Archive for June, 2010

What can be done for leg length inequality (LLI) or leg length discrepancy?

Thursday, June 24th, 2010

The difference in the length of any limb, upper or lower, is called limb-length discrepancy (LLD) or, depending on your author, limb length inequality (LLI). Usually, upper limb LLD causes few problems, unless the discrepancy is really significant and leads to subsequent changes in arm function. I will, therefore, focus on LLD in the legs. For ease of reference and, as it is often seen this way, LLD will be used to mean leg-length discrepancy.

Overview
LLD is typically divided into two broad categories:

1. Structural discrepancies. These occur when either the thigh (femur) or shin (tibia) bone or both bones in one leg are different lengths to the corresponding bones in the other leg. Small discrepancies between the length of bones on each side of the body are common; the problem occurs when the difference in length is more pronounced (usually .5 to 1 inch difference is considered within normal limits). A structural LLD also is called a true leg length discrepancy and is considered a true discrepancy because the cause is an actual physical length difference in the lower extremity bones. Structural LLD is usually as a result of genetic conditions, nutritional deficiency or traumatic cause such as fracture or disease loss of bone. A fuller guide is shown below:

a. Previous injury to bone. A broken bone can cause an LLD if the bone heals in a shortened position. This typically occurs if the bone fractures into several shards and is more likely in an open fracture. Remarkably, broken bones in children can lead to overgrowth of bone few years after healing, resulting in a longer than normal bone. Overgrowth commonly occurs in young children with femoral fractures. However, if the break runs through the growth centre near the end of a bone and damages the cells responsible for growth of the bone, this may cause slower growth, resulting in a shorter leg.

b. Bone diseases. Bone disease such as osteomyelitis, can also injure the growth plate, where growth in length occurs, so that a discrepancy occurs gradually over time. Others include neurofibromatosis, multiple hereditary exostoses and Ollier disease. Bone tumours and the treatments designed to eradicate them can also be related to leg length discrepancy. Tumours, like an infection, can invade the growth plate and treatments, like chemotherapy, can also damage the plate.

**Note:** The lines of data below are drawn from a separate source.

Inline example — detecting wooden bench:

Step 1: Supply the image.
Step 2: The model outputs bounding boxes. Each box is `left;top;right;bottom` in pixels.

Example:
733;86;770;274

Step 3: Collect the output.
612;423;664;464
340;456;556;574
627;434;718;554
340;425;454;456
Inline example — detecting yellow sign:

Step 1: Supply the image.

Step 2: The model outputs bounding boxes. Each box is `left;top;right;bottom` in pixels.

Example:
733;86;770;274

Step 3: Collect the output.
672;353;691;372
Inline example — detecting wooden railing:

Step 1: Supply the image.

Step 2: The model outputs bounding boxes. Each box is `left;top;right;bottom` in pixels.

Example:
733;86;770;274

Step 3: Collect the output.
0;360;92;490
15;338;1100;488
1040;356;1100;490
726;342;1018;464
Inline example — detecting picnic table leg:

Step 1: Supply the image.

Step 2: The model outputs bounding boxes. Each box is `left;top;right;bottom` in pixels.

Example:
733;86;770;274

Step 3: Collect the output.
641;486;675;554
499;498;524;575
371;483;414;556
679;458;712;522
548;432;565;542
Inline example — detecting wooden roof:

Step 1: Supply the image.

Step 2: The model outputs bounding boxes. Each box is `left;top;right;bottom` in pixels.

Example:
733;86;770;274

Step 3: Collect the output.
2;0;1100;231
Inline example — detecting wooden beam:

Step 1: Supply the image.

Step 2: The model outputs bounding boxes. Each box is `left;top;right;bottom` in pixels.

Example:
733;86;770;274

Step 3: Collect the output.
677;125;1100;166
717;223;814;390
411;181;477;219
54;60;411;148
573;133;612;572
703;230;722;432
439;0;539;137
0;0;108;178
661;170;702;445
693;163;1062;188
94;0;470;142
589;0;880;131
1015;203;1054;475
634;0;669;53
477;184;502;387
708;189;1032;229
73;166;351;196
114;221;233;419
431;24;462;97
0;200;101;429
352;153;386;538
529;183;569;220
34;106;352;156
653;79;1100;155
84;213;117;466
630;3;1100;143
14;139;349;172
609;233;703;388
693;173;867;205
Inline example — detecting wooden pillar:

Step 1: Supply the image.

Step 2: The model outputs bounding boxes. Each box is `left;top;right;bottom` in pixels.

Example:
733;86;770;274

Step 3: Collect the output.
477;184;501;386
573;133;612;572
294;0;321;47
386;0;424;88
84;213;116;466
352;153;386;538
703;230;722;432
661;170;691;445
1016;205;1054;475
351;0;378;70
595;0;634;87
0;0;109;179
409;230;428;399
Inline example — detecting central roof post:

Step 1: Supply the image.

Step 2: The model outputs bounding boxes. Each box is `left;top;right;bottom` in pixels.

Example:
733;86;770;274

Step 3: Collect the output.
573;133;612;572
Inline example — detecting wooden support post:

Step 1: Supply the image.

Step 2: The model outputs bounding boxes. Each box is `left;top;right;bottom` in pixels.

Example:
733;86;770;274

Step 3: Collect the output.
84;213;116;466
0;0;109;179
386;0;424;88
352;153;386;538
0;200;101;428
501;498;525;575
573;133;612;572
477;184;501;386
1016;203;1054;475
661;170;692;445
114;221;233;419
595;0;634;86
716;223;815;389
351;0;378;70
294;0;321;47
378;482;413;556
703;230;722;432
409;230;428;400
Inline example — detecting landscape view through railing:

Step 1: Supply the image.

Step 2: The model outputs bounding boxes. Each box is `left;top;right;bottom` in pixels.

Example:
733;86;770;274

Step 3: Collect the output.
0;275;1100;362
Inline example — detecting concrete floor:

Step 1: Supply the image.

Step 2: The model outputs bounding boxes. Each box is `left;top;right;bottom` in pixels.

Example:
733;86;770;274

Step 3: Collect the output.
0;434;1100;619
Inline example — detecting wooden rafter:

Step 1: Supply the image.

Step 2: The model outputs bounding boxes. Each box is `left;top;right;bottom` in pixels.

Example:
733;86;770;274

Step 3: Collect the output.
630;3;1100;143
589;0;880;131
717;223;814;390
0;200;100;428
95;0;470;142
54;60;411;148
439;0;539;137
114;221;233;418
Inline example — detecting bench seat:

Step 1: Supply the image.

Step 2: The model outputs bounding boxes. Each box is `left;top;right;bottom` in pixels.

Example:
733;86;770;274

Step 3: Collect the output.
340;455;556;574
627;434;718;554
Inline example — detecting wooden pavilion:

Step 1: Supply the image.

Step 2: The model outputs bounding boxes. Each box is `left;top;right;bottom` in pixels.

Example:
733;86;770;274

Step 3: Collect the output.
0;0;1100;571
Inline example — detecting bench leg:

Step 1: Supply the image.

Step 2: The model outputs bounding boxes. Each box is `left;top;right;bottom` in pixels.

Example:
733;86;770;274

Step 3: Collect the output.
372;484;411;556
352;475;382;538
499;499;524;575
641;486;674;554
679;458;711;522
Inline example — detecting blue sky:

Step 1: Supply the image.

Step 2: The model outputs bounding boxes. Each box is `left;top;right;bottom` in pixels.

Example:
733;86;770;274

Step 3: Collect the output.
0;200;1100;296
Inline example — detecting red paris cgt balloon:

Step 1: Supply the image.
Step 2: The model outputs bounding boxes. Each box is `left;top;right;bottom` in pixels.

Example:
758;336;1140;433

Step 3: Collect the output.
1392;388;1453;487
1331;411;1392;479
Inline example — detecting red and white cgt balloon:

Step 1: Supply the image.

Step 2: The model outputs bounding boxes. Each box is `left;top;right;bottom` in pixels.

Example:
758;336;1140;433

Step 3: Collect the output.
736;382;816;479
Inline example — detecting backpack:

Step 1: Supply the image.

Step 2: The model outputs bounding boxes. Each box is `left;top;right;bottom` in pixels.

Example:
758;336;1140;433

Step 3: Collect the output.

c. Bone infection. Bone can occur in children while they are growing can cause significant LLD, especially if the infection happens in infancy. Inflammation of joints during growth, such as juvenile arthritis, can cause LLD.

d. Hemihypertrophy (one side too big) or hemiatrophy (one side too small) are rare limb length discrepancy conditions. In these conditions, the arm and leg on one side of the body are either longer or shorter than the arm and leg on the other side of the body. There may also be a difference between the two sides of the face.

e. Other causes. Other causes include inflammation (arthritis) and neurologic conditions.

f. Idiopathic difference. Sometimes the cause of limb length discrepancy is unknown. These conditions are usually present at birth, but the leg length difference may be too small to be detected. As the child grows, the limb length discrepancy increases and becomes more noticeable.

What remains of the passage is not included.